今治から向島の渡し場までの道のりはざっくり65km。Googleマップで「ここへのルート」を指定すると島々を結ぶフェリーが採用されるのでルート上の丸印をドラッグしてすべて地上を歩けるように修正しなくてはなりません。地上でもそっちよりこっちを歩きたい、などと丸印をテキトーにドラッグしているとルートは荒れ、距離やコースタイムがどこまで忠実に計画を反映しているのかよくわからない状態になってしまいました。まっ、これも旅です。すったもんだの末、歩く距離は65から70kmの間におさまるんじゃないかと目処を立てました。コースタイムは16時間前後。自分係数を掛けると18時間前後になり、渡船の最終便(22時10分のはず)に間に合うにはスタート地点に設定した宿泊地を4時前に出ればバッチグー、なはずです。
「青春18きっぷ」で高知県に帰省したその帰路で瀬戸内海を歩いて渡る計画です。ぜひ『64歳「青春18きっぷ」地獄の高知行き』も読んでください。

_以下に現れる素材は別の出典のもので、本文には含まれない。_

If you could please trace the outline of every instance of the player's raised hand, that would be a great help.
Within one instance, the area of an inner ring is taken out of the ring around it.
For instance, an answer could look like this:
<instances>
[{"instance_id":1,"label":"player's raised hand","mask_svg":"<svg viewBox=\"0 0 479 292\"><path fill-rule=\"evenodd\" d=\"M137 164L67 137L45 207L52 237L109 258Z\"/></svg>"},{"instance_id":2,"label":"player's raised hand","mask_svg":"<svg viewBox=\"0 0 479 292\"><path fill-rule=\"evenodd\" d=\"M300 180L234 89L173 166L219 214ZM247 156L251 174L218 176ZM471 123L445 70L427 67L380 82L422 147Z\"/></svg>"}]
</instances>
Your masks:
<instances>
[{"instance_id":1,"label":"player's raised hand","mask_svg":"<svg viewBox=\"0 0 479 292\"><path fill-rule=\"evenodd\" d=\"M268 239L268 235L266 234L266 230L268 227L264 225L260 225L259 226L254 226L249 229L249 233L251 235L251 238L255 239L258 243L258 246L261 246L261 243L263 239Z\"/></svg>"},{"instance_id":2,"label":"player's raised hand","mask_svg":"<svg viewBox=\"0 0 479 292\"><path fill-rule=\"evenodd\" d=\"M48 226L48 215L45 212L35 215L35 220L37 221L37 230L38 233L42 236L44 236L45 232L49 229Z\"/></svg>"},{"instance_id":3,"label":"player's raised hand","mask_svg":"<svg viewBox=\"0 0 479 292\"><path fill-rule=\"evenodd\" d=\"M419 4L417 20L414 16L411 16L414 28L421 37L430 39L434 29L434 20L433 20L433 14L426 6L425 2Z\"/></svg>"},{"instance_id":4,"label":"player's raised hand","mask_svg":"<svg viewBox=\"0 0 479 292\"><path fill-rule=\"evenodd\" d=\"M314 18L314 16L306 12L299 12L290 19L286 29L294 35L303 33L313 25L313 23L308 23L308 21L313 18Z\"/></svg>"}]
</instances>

「青春18きっぷ」に3つめのハンコでスタート地点の今治へ

高知市で3夜を過ごし、チェックアウトきっかりの10時にホテルを出ました。JR高知駅周辺をぶらぶらしたり土産屋をひやかしたりして時間を潰し、「青春18きっぷ」に3つめのハンコを捺してもらって12時44分発の土讃線・琴平行に乗車。まずは琴平駅をめざします。4両編成です。平日のローカル線にしては長いな、と思っていたら土佐山田駅で後ろ3両を切り離して先頭車両だけが琴平に行くというアナウンスがありました。缶ビールでいい気分になっている場合ではありません。

高知駅

JR高知駅の改札内の階段。アンパンマンの作者やなせたかし氏は高知県出身。高知じゅういろんなところにアンパンやその仲間がいます。

青春18きっぷ

「青春18きっぷ」に3つめのハンコが捺されました。

3両目(だったかな)から先頭車両に移り、切り離し作業を激撮。これで鉄オタの末席につけるというもの、とほくそ笑んでいたらスマホが熱がどーのこーので撮影が途切れては復活、復活しては途切れ状態になってなんとも無惨な映像になってしまいました。険しき鉄オタへの道、です。

切り離し

車両切り離し中。駅係員が連結器(?)をテキパキ操作している動画は撮れず。

線路

いったん左(だったかな)の線路に引っ込んで、しばらくしてバックで出てきて、右に向かって出発しました。なんだったんでしょう。ワンマン運転だったので運転手は後ろ行ったり戻ってきたりで忙しそうでした。後日調べたところ左奥は秘境駅で有名な坪尻という駅らしい。そう言えば駅があったような。勾配がキツいのでスイッチバック式になっているんだそう。くの字くの字で急登をしのぐのと同じです。

琴平駅で土讃線・高松行に乗り換えです。多度津で降りて土讃線から予讃線をまたぐ快速サンポート・観音寺行に乗り換え。次いで観音寺駅で予讃線・松山行に乗り換えです。以前のダイヤの青梅駅の乗り換えみたいに、ホームで2、3回つまづいたらアウト。奥多摩行きに乗り遅れてしまう、そんなシビア乗り換えはありません。乗り継ぎの連続技をそつなく決め、きょうの目的地の今治駅に向かいます。

うどん

阿波池田駅で1時間ちかくの停車。改札を出て駅にくっついているコンビニで「ぶっかけさぬきうどん」を購入。フツーにおいしかったです。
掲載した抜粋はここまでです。